The input layer of the image intensifier consists of four layers, namely, input window, substrate, a phosphor material, and a photocathode. The photocathode is generally a combination of a thin layer of antimony (Sb) metal and alkali that releases electrons when stuck by visible light. The phosphor is, generally, a thick film with columnar cesium iodide doped with thallium (CsI:Tl) grown by vacuum evaporation on to the substrate. The columnar structure of CsI:Tl (Fig. 4.11) minimizes the internal reflection of light and thereby intensifies the number of photons received by the recording instrument [26]. The physical and chemical characteristics of the phosphors and the deposition techniques will be dealt in a separate chapter.

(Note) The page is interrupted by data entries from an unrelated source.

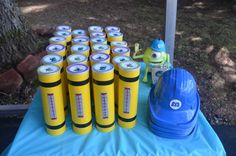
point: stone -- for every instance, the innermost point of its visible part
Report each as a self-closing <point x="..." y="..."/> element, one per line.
<point x="10" y="81"/>
<point x="27" y="68"/>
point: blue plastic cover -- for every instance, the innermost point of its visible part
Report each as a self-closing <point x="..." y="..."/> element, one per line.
<point x="175" y="87"/>
<point x="32" y="139"/>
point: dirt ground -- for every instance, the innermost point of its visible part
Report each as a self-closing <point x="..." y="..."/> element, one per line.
<point x="205" y="38"/>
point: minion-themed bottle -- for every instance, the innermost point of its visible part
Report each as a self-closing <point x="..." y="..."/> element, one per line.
<point x="156" y="59"/>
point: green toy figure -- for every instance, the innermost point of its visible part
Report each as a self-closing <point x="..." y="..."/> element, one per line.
<point x="155" y="58"/>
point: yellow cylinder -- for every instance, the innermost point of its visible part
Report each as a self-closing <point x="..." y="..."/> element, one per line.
<point x="120" y="51"/>
<point x="103" y="92"/>
<point x="97" y="34"/>
<point x="78" y="32"/>
<point x="98" y="40"/>
<point x="58" y="49"/>
<point x="77" y="58"/>
<point x="99" y="58"/>
<point x="128" y="93"/>
<point x="95" y="28"/>
<point x="112" y="29"/>
<point x="80" y="104"/>
<point x="114" y="36"/>
<point x="63" y="28"/>
<point x="58" y="60"/>
<point x="118" y="44"/>
<point x="80" y="49"/>
<point x="57" y="40"/>
<point x="101" y="48"/>
<point x="67" y="36"/>
<point x="81" y="40"/>
<point x="116" y="61"/>
<point x="51" y="92"/>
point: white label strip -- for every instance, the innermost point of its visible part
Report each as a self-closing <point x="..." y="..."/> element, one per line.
<point x="79" y="105"/>
<point x="126" y="100"/>
<point x="104" y="101"/>
<point x="52" y="107"/>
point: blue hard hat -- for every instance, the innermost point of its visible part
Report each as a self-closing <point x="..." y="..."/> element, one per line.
<point x="174" y="104"/>
<point x="158" y="45"/>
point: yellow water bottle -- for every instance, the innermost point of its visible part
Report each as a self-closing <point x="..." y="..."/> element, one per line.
<point x="80" y="104"/>
<point x="103" y="91"/>
<point x="51" y="92"/>
<point x="128" y="93"/>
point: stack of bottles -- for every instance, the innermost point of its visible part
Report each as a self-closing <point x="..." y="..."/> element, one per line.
<point x="174" y="105"/>
<point x="85" y="67"/>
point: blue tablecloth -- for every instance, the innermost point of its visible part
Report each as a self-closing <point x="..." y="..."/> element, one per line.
<point x="32" y="139"/>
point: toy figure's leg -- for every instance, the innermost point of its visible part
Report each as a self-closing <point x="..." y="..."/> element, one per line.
<point x="145" y="74"/>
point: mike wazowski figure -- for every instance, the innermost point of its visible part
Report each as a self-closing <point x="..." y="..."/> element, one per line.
<point x="156" y="59"/>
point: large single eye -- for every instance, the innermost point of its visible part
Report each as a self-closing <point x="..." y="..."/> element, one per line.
<point x="156" y="55"/>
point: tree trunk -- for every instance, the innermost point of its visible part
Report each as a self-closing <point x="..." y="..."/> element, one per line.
<point x="16" y="39"/>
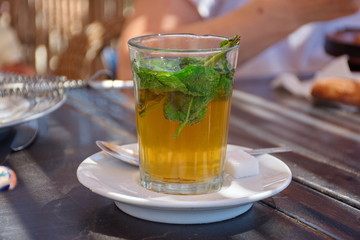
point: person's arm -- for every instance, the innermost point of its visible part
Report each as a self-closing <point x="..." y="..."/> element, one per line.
<point x="260" y="23"/>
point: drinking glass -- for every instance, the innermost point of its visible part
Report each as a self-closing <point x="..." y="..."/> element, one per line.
<point x="183" y="87"/>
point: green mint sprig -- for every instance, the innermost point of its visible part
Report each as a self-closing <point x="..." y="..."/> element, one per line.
<point x="186" y="93"/>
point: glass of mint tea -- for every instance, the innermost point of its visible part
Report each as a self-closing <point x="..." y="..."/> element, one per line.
<point x="183" y="87"/>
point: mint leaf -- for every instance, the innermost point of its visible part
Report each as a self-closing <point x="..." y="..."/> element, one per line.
<point x="185" y="86"/>
<point x="199" y="80"/>
<point x="186" y="109"/>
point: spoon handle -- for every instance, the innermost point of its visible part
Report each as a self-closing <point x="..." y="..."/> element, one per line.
<point x="268" y="150"/>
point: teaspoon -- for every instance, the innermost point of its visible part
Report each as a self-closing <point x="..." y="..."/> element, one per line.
<point x="129" y="153"/>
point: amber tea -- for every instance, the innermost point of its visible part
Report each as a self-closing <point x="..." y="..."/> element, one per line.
<point x="182" y="111"/>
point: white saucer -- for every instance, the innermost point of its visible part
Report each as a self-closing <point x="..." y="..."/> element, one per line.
<point x="119" y="181"/>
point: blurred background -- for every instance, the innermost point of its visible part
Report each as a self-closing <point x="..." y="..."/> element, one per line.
<point x="62" y="37"/>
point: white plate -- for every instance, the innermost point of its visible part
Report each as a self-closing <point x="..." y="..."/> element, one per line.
<point x="119" y="181"/>
<point x="15" y="110"/>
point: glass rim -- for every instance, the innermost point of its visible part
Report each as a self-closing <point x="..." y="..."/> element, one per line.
<point x="132" y="42"/>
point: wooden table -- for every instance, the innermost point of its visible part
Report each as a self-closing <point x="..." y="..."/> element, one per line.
<point x="322" y="201"/>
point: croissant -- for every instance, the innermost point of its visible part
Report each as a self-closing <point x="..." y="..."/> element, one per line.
<point x="341" y="90"/>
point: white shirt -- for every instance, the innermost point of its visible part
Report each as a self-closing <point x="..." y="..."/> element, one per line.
<point x="301" y="52"/>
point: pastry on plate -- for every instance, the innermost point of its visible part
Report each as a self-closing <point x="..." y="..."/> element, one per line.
<point x="342" y="90"/>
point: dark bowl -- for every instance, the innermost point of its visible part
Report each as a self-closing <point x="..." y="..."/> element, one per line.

Theoretical calculation shows that approximately 3,000 light photons (at about 420-nm wavelength) will be produced when the phosphor (CsI:Tl) is exposed to 60-keV X-ray.

Fig. 4.11

Columnar structure of CsI:Tl grown by hot-wall epitaxy [26]

During diagnosis of the anatomy of a patient, dynamic studies require a real-time imaging device capable of displaying a sequence of events with enough temporal resolution (images per second). Temporal resolution can be improved by acquiring images at a faster rate. Indeed, the live display of the X-ray image by fluoroscopic instrument made it possible to provide excellent temporal resolution [27, 28]. Dynamic studies are usually recorded on video tape recorders for playback and interpretation. In cardiology, cine camera with high-resolution film is attached to the image intensifier and record what is essentially high exposure rate onto film.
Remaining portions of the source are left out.